Abstract
Background
Enterobacter hormaechei is commonly considered a causative pathogen for nosocomial infections and it does not usually cause diseases in animals. However, researchers have recently dissociated the pathogenic Enterobacter hormaechei from foxes and piglets. Here, the Enterobacter hormaechei was first found to be associated with respiratory disease in unweaned calves in China.
Case presentation
A 2-month-old calf was severely sick and diagnosed with respiratory infection by a rural veterinarian, and it died 5 days after treatment with penicillin G. The lung sample was then run through histopathological analysis and pathogen isolation.

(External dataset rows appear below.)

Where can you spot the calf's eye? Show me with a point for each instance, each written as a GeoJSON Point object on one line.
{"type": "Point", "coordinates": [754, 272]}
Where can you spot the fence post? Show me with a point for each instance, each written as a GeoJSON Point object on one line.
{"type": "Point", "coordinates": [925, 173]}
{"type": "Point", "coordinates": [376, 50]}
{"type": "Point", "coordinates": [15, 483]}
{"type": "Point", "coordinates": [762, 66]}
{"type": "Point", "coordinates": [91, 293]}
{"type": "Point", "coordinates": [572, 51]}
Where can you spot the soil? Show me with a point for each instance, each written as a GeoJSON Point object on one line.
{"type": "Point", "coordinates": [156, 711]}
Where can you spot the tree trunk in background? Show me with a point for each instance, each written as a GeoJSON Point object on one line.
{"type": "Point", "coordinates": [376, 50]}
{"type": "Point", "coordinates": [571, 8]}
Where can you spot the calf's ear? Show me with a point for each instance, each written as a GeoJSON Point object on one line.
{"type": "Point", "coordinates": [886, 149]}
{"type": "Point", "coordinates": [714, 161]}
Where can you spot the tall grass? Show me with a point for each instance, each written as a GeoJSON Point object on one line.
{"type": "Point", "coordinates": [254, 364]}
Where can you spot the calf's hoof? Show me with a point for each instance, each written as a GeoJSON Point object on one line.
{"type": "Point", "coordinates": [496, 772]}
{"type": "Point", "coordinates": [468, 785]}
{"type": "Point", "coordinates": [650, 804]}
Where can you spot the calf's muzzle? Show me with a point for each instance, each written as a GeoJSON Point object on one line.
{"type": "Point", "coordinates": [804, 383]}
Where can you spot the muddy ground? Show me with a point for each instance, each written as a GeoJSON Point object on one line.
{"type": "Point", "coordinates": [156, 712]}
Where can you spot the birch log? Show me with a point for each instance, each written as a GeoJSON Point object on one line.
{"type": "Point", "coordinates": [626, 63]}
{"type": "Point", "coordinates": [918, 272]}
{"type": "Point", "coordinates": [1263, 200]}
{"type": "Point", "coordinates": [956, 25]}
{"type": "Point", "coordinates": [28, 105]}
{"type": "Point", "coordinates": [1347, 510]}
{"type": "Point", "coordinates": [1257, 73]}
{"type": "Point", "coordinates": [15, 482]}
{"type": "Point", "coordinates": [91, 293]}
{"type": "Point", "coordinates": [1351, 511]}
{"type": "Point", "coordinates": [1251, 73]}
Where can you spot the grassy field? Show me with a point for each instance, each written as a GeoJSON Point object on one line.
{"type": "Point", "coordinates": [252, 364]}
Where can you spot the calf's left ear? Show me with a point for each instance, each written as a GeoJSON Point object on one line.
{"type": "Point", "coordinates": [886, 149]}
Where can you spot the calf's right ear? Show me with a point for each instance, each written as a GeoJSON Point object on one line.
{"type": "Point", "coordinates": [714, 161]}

The sequence analysis and biochemical tests results showed the isolated bacterium strain to be Enterobacter hormaechei, and drug sensitivity tests showed resistance to all β-lactam antimicrobials and sensitivity to quinolones. Thickened alveoli septum, inflammatory cell infiltration, and erythrocyte diapedesis around the pulmonary alveoli septum were visible in lung histopathological sections. One week later, at the same farm, another calf showed similar clinical signs, and the Enterobacter hormaechei strain was isolated from its nasal discharge; after a week of treatment with enrofloxacin, as suggested by the results of drug sensitivity tests, this calf fully recovered.
Conclusions
To the best of our knowledge, this is the first case report of calves with respiratory disease that was associated with E. hormaechei, and multi-drug resistance was observed in isolates.
Keywords: Enterobacter hormaechei, Respiratory disease, Calf, Drug resistance
Background
Enterobacter hormaechei (E. hormaechei) is a species of oxidase-negative gram-negative rods that was first identified as a unique species in 1989 [1]. E. hormaechei is widespread in many environmental niches [2]. It is commonly considered a causative pathogen of nosocomial infections [3, 4], and it does not usually cause diseases in animals other than humans. To date, only two strains associated with disease in domestic animals have been reported: one strain of E. hormaechei associated with uterine infection has been identified from a dead fox [5] and another strain from the excrement of piglets with diarrhea has been isolated [6]. However, there is little evidence of E. hormaechei with disease in calves. In this work, we describe the first E. hormaechei clinical isolates from lung sample and nasal secretion in the calves. To our knowledge, this is the first isolation of this pathogen associated with respiratory disease in ruminants.
Case presentation
Many species of bacterium, such as Pasteurella multocida, Mannheimia haemolytica, Mycoplasma bovis, and Histophilus somni, have been identified as common pathogens involved in the bovine respiratory disease complex. The aim of this report was to present pathological, microbiological, and sequence findings in a case of naturally occurring respiratory disease with E. hormaechei in two calves from backyard farms in the mountainous area of southern Henan Province in central China.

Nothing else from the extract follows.